The rush to enable remote work happened years ago. Organisations stood up VPN concentrators, deployed cloud collaboration tools, and shipped laptops to employees’ homes. The emergency is long over, but many of the hasty security decisions made during that period remain in place, unchanged and unreviewed.
Temporary solutions became permanent infrastructure. VPN split tunnelling configured to reduce bandwidth pressure still routes corporate traffic differently from personal browsing. Remote desktop gateways deployed as a quick fix still expose management interfaces to the internet. Security exceptions granted during the transition never got revoked.
The Expanded Attack Surface
Remote work stretched the traditional network perimeter beyond recognition. Corporate data now lives on home networks, personal devices, and cloud storage accounts that IT teams cannot fully monitor or control. Employees connect through residential broadband routers with default credentials and outdated firmware.
VPN concentrators became prime targets. Attackers exploited critical vulnerabilities in popular VPN appliances from Fortinet, Pulse Secure, and Citrix to breach hundreds of organisations. Many of these appliances remain vulnerable because patching requires downtime that disrupts remote access for the entire workforce.
William Fieldhouse, Director of Aardwolf Security Ltd, comments: “The shift to remote work created a class of infrastructure that organisations rushed to deploy but never properly hardened.

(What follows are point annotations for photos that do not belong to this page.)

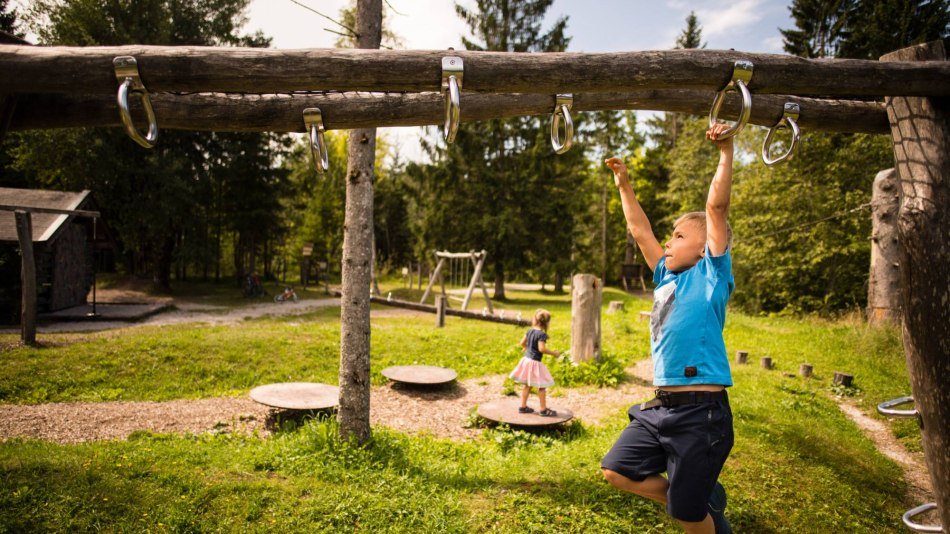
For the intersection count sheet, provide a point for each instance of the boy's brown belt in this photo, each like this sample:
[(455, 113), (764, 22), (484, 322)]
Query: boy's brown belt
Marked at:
[(682, 398)]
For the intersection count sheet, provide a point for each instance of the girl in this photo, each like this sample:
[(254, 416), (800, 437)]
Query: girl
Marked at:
[(530, 371)]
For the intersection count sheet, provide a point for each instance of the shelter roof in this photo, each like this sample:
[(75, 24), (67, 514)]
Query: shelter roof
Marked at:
[(45, 225)]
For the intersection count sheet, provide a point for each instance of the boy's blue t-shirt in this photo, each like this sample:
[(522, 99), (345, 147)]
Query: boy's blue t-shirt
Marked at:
[(689, 311)]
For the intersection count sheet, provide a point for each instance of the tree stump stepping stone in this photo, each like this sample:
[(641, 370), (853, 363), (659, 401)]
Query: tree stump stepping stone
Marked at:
[(297, 395), (506, 411), (420, 375)]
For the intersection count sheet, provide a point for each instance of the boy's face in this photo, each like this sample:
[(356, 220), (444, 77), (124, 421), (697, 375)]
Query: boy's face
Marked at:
[(685, 247)]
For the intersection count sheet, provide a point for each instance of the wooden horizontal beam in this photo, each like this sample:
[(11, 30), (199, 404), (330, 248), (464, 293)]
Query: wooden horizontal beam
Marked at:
[(34, 69), (284, 113)]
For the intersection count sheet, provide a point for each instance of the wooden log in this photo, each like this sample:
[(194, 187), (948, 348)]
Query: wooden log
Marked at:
[(884, 276), (742, 357), (24, 230), (440, 306), (585, 318), (842, 379), (921, 134), (58, 69), (284, 112)]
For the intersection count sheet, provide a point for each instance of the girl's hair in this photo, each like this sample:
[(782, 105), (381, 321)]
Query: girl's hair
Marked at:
[(699, 218), (541, 318)]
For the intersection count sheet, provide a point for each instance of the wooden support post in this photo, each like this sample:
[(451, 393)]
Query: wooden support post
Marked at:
[(920, 128), (742, 357), (884, 277), (24, 230), (440, 301), (585, 318)]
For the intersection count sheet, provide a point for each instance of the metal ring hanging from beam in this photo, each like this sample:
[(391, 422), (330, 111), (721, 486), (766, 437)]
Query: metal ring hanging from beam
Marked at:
[(741, 75), (452, 73), (789, 120), (313, 120), (562, 108), (127, 73)]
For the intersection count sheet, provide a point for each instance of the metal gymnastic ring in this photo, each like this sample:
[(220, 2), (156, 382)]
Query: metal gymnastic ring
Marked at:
[(313, 119), (452, 77), (562, 108), (741, 75), (126, 71), (789, 119), (908, 516)]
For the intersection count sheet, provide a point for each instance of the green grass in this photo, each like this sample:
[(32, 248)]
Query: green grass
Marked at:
[(798, 464)]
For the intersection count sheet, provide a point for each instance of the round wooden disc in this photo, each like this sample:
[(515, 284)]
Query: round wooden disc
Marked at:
[(297, 395), (506, 411), (420, 374)]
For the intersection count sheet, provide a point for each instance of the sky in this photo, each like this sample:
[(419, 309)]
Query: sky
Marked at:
[(593, 25)]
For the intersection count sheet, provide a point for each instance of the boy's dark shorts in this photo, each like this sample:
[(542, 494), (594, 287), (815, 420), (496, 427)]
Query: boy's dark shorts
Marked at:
[(689, 442)]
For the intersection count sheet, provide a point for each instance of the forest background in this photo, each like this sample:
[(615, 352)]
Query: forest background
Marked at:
[(217, 206)]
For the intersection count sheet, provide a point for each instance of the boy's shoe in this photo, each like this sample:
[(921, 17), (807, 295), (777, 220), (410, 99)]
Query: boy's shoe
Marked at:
[(717, 508)]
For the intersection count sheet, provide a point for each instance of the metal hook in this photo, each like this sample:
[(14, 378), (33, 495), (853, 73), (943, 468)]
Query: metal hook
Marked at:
[(452, 73), (908, 516), (127, 73), (313, 120), (562, 107), (741, 75), (789, 119)]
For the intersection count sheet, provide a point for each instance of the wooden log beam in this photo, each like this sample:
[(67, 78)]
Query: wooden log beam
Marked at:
[(254, 70), (284, 112), (921, 135)]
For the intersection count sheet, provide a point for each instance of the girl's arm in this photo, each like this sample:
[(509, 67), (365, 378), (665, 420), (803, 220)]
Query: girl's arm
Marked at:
[(543, 349), (717, 203), (637, 221)]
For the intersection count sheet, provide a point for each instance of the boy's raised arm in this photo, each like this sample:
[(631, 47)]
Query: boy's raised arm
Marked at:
[(637, 221), (717, 203)]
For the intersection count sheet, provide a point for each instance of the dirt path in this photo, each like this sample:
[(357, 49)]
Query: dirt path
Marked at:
[(441, 413)]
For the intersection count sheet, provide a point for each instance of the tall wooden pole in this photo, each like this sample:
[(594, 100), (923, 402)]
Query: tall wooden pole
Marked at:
[(921, 131), (354, 384), (24, 230)]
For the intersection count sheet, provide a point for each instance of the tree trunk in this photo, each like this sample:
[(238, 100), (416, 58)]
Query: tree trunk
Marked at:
[(884, 279), (921, 131), (354, 384), (585, 318)]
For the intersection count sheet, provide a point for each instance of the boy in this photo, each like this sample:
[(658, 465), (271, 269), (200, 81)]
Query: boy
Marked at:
[(687, 429)]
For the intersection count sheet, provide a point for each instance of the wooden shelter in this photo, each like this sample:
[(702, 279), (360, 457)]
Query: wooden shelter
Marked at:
[(65, 247)]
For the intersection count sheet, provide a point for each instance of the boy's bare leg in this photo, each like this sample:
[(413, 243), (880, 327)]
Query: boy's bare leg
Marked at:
[(654, 487)]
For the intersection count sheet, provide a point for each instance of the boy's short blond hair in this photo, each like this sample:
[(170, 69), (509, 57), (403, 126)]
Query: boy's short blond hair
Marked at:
[(699, 219)]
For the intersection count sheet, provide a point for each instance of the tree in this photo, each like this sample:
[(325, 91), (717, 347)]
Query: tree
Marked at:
[(353, 412), (821, 26), (692, 35)]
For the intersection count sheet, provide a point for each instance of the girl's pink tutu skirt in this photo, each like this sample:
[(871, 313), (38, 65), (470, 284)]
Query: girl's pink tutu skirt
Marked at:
[(532, 373)]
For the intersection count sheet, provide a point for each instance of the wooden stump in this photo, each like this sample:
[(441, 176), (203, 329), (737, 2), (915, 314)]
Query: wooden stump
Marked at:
[(585, 318), (842, 379)]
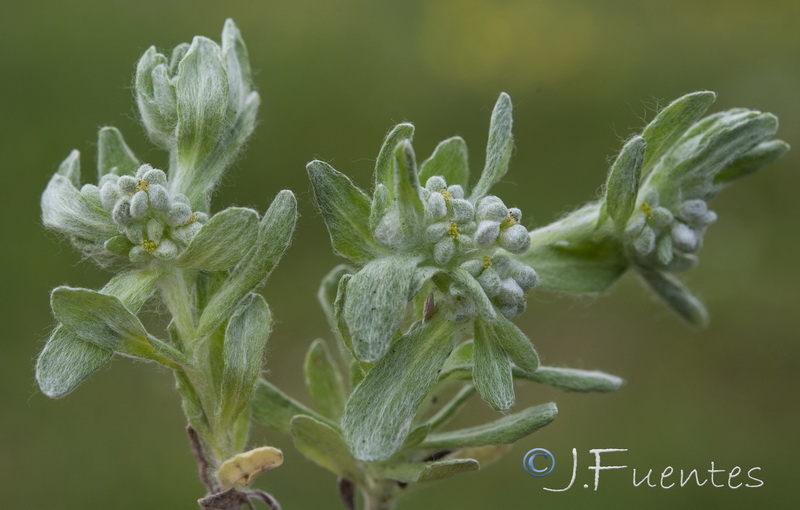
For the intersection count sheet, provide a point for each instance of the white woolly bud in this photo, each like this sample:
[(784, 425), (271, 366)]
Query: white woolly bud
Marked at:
[(91, 192), (490, 281), (462, 210), (186, 233), (435, 183), (515, 239), (501, 264), (155, 176), (473, 267), (510, 292), (178, 214), (524, 275), (645, 243), (109, 195), (636, 224), (492, 208), (435, 206), (684, 238), (138, 254), (143, 169), (436, 231), (134, 233), (693, 210), (159, 197), (664, 249), (456, 191), (165, 250), (127, 183), (487, 232), (444, 250), (155, 230), (139, 205), (181, 199), (661, 217), (122, 213)]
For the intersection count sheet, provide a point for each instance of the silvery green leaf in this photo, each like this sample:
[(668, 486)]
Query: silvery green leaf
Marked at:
[(66, 361), (470, 285), (623, 181), (427, 471), (376, 304), (451, 407), (752, 161), (573, 379), (384, 165), (222, 241), (498, 148), (449, 160), (65, 209), (274, 235), (515, 343), (505, 430), (346, 211), (677, 296), (492, 369), (100, 319), (409, 206), (380, 411), (328, 290), (71, 168), (671, 123), (245, 339), (157, 116), (708, 147), (324, 445), (275, 409), (324, 381), (113, 155)]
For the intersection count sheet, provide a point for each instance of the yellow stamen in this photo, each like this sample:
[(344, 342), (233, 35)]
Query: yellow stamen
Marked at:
[(453, 232)]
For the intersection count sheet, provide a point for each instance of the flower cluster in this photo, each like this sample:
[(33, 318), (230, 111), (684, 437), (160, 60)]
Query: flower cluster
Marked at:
[(153, 222)]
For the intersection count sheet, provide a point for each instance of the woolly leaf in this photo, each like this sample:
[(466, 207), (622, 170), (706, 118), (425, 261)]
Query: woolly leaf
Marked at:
[(324, 381), (275, 409), (346, 211), (498, 148), (677, 296), (752, 161), (572, 379), (449, 160), (515, 344), (245, 339), (427, 471), (274, 234), (474, 290), (324, 445), (384, 166), (623, 181), (113, 155), (379, 413), (505, 430), (376, 304), (223, 240), (492, 371), (671, 123)]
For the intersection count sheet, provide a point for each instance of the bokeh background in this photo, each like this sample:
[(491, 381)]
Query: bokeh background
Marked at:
[(334, 76)]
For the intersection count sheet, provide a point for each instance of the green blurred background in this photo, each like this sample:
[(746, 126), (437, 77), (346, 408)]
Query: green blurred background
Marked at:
[(334, 76)]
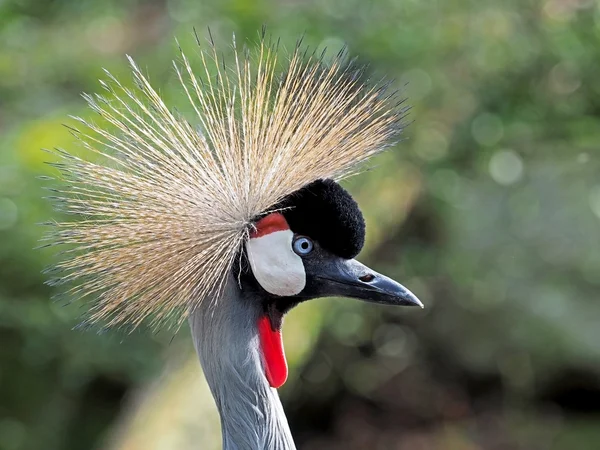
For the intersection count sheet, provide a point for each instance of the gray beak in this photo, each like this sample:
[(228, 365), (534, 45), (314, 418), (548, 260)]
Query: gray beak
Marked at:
[(350, 278)]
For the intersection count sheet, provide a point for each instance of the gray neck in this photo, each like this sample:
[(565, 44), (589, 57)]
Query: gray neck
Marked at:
[(227, 343)]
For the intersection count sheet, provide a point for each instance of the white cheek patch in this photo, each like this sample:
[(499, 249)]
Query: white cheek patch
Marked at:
[(278, 269)]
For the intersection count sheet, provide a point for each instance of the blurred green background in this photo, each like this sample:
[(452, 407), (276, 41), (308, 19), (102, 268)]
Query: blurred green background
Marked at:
[(489, 211)]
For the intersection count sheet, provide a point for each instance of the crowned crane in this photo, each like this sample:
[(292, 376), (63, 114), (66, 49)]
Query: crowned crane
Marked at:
[(230, 222)]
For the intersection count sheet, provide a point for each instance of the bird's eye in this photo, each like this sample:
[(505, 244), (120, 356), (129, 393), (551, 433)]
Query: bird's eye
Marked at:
[(303, 246)]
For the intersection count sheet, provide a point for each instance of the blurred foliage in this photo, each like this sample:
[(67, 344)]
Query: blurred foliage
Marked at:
[(489, 211)]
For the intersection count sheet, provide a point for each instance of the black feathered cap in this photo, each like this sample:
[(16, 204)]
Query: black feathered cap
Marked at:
[(327, 213)]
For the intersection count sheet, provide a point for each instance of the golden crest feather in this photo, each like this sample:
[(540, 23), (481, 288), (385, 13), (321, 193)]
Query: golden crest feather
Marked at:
[(162, 216)]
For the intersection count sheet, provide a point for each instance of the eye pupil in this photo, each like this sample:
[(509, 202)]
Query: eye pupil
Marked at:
[(303, 246)]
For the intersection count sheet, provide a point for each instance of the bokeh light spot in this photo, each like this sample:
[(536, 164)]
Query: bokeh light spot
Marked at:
[(506, 167)]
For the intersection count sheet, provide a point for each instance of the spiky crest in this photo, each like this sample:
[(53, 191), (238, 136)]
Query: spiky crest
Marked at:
[(162, 216)]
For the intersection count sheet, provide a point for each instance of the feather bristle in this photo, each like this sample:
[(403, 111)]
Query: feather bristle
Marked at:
[(164, 207)]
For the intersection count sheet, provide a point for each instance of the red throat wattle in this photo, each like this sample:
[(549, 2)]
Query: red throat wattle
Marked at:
[(271, 344)]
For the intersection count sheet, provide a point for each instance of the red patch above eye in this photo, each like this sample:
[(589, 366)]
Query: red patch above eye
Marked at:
[(269, 224)]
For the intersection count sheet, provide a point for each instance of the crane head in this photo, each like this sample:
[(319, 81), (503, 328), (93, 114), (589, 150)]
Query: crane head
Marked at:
[(305, 249)]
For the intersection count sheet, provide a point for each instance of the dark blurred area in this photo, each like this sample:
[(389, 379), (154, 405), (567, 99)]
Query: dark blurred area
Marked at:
[(489, 211)]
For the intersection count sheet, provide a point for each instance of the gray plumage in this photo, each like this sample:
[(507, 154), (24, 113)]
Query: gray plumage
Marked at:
[(226, 340)]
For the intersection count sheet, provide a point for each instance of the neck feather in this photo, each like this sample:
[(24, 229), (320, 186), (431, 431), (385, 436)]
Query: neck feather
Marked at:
[(226, 339)]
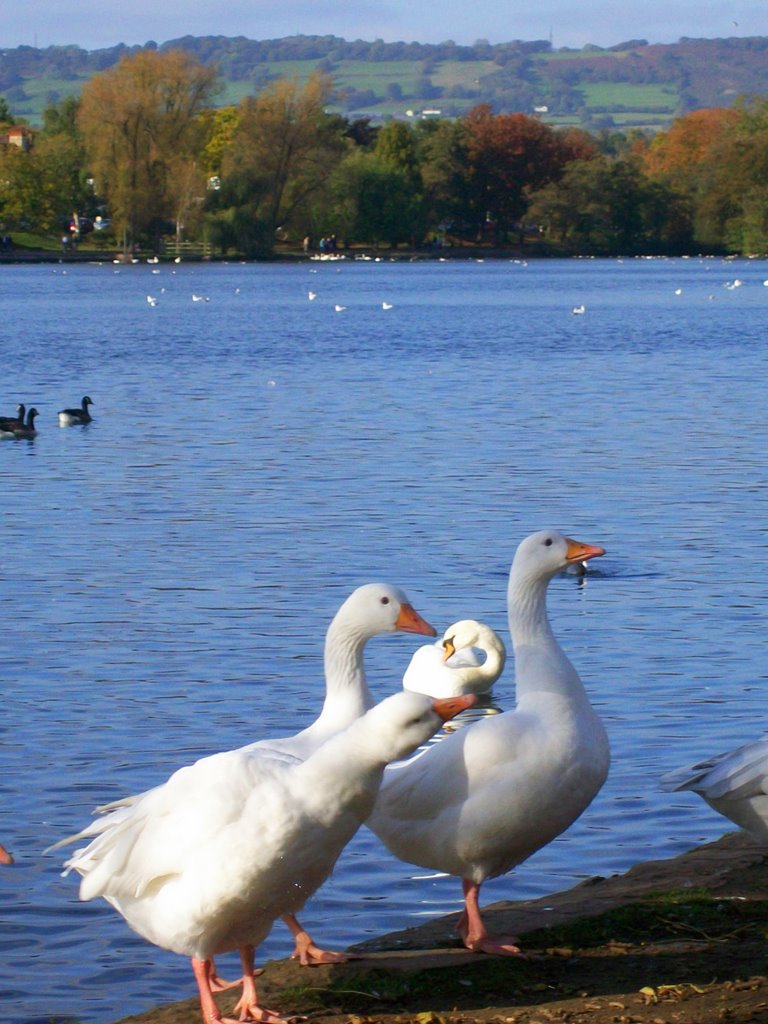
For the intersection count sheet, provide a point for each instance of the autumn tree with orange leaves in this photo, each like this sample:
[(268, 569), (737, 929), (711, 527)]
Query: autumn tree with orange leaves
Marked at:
[(141, 132), (509, 155)]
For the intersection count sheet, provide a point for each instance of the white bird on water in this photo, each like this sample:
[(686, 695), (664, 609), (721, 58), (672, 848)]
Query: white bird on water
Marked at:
[(206, 862)]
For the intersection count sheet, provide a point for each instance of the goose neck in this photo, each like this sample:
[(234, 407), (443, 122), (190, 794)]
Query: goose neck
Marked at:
[(345, 670)]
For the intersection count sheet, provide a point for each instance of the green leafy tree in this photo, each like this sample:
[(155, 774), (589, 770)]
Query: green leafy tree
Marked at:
[(608, 207), (287, 142)]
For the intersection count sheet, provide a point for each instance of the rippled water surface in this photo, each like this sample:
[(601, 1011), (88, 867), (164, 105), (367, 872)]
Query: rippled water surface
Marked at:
[(169, 571)]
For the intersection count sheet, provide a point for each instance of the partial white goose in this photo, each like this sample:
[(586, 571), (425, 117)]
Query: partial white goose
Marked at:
[(370, 610), (9, 423), (452, 666), (206, 862), (76, 417), (487, 797), (734, 783)]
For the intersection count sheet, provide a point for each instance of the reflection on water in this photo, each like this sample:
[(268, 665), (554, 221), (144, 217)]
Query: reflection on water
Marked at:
[(170, 569)]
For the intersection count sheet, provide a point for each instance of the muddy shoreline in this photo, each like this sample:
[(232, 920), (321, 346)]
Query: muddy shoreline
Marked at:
[(675, 941)]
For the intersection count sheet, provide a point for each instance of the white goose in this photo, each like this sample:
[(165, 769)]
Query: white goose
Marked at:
[(206, 862), (372, 609), (517, 779), (452, 667), (734, 783)]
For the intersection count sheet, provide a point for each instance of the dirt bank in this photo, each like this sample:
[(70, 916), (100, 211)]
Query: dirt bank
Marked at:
[(677, 941)]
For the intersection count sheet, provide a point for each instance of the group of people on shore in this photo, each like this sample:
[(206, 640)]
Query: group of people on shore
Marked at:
[(328, 244)]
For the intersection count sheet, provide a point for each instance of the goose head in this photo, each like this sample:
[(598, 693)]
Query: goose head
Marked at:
[(470, 633), (379, 607), (543, 554)]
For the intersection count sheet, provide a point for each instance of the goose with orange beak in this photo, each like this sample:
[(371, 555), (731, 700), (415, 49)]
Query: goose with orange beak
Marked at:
[(522, 777)]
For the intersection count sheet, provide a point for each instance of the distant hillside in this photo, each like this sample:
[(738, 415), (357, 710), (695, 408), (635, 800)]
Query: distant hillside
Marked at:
[(631, 85)]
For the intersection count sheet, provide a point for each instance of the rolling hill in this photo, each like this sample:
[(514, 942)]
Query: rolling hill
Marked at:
[(631, 85)]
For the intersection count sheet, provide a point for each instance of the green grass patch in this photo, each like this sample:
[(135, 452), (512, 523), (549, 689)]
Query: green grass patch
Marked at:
[(633, 97)]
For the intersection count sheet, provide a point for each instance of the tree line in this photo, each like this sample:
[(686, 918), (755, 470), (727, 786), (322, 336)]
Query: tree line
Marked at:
[(145, 146)]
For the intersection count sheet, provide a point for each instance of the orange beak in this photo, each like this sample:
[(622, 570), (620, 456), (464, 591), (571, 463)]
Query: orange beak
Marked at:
[(410, 621), (579, 552), (451, 707)]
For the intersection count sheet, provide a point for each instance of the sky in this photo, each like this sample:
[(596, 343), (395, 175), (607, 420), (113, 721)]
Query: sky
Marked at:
[(96, 24)]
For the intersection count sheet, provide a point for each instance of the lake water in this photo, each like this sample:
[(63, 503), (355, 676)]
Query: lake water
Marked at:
[(169, 571)]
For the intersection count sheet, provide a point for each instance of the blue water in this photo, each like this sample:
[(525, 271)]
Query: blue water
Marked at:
[(169, 571)]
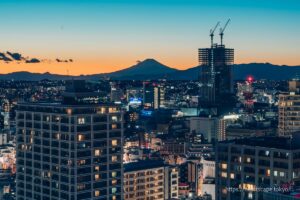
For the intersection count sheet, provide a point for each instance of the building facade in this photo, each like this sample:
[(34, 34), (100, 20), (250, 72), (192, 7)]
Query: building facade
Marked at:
[(151, 180), (246, 167), (216, 74), (69, 151)]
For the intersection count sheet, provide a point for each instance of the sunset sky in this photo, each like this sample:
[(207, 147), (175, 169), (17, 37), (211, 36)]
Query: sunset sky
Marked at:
[(109, 35)]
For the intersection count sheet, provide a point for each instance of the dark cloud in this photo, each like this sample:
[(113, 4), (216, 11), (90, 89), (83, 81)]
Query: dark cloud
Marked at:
[(18, 58), (4, 57), (15, 56), (61, 60), (33, 60)]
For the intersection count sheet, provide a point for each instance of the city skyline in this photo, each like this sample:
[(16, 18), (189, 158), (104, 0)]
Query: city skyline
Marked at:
[(105, 36)]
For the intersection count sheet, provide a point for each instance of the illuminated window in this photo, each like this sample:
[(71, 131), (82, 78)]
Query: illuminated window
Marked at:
[(97, 177), (268, 172), (114, 174), (112, 110), (81, 162), (114, 142), (80, 186), (114, 118), (224, 166), (249, 187), (114, 182), (250, 195), (80, 137), (114, 158), (98, 152), (97, 193), (69, 111), (81, 120), (248, 160), (224, 174)]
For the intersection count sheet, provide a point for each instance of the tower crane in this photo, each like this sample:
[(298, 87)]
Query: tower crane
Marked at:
[(212, 33), (222, 31)]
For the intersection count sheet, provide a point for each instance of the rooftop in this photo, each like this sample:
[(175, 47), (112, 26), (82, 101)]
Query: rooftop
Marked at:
[(143, 165), (276, 142)]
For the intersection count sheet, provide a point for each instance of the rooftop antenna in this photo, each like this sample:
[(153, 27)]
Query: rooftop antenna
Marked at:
[(212, 33), (222, 31)]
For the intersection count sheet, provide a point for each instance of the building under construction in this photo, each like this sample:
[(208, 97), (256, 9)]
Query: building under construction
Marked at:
[(216, 77)]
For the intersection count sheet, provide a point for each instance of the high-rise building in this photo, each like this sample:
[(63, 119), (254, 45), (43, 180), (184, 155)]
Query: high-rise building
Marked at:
[(70, 150), (216, 73), (152, 180), (289, 110), (216, 78), (153, 95), (245, 168)]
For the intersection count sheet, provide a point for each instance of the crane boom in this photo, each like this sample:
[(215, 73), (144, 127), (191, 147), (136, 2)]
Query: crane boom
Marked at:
[(212, 33), (222, 31)]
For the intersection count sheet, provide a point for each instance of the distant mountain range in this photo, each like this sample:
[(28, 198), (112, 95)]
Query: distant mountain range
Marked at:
[(151, 69)]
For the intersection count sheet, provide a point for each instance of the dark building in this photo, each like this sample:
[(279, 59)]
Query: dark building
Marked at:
[(245, 167)]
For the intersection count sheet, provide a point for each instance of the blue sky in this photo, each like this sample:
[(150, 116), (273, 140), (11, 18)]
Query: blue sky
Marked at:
[(108, 35)]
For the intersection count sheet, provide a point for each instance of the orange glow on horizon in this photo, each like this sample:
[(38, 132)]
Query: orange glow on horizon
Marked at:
[(86, 67)]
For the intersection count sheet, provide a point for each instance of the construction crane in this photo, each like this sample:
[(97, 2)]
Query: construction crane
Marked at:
[(222, 31), (212, 33)]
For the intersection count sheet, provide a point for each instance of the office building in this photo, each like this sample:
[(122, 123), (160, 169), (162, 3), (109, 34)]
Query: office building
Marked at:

VPN gateways and remote access solutions sit on the internet handling authentication for the entire company. They demand the same security attention as any other internet-facing system, yet they frequently go months between patches because nobody wants to disrupt remote access.”

Assessing the Damage
Start by auditing every remote access pathway. Map your VPN gateways, remote desktop services, cloud access brokers, and any other entry points that remote workers use. Run vulnerability scanning services against each one to identify missing patches and insecure configurations.
Follow up with internal network penetration testing that simulates what an attacker could achieve after compromising a remote worker’s VPN connection. This scenario reflects the most common real-world attack path: gain VPN credentials through phishing, connect to the corporate network, and move laterally towards high-value targets.
Tightening Remote Access
Replace traditional VPN with zero trust network access (ZTNA) where feasible. ZTNA grants access to specific applications rather than entire network segments, limiting lateral movement. Where full VPN replacement is not practical, enforce strict network segmentation so that VPN users can only reach the resources they need.
The problem extends beyond technical infrastructure. Remote workers handle sensitive documents in home environments where family members, visitors, and video calls create accidental exposure risks that office environments were designed to prevent. Screen privacy filters and clean desk policies mean nothing when someone works from their kitchen table.
Monitor VPN connection logs for anomalies. Simultaneous connections from different geographic locations, connections at unusual hours, or sustained high-bandwidth transfers all warrant investigation and might indicate compromised credentials being used by an attacker rather than a legitimate employee.
Remote work is permanent. Treat your remote access infrastructure with the same rigour you apply to any internet-facing system. Patch promptly, test regularly, and review access controls quarterly.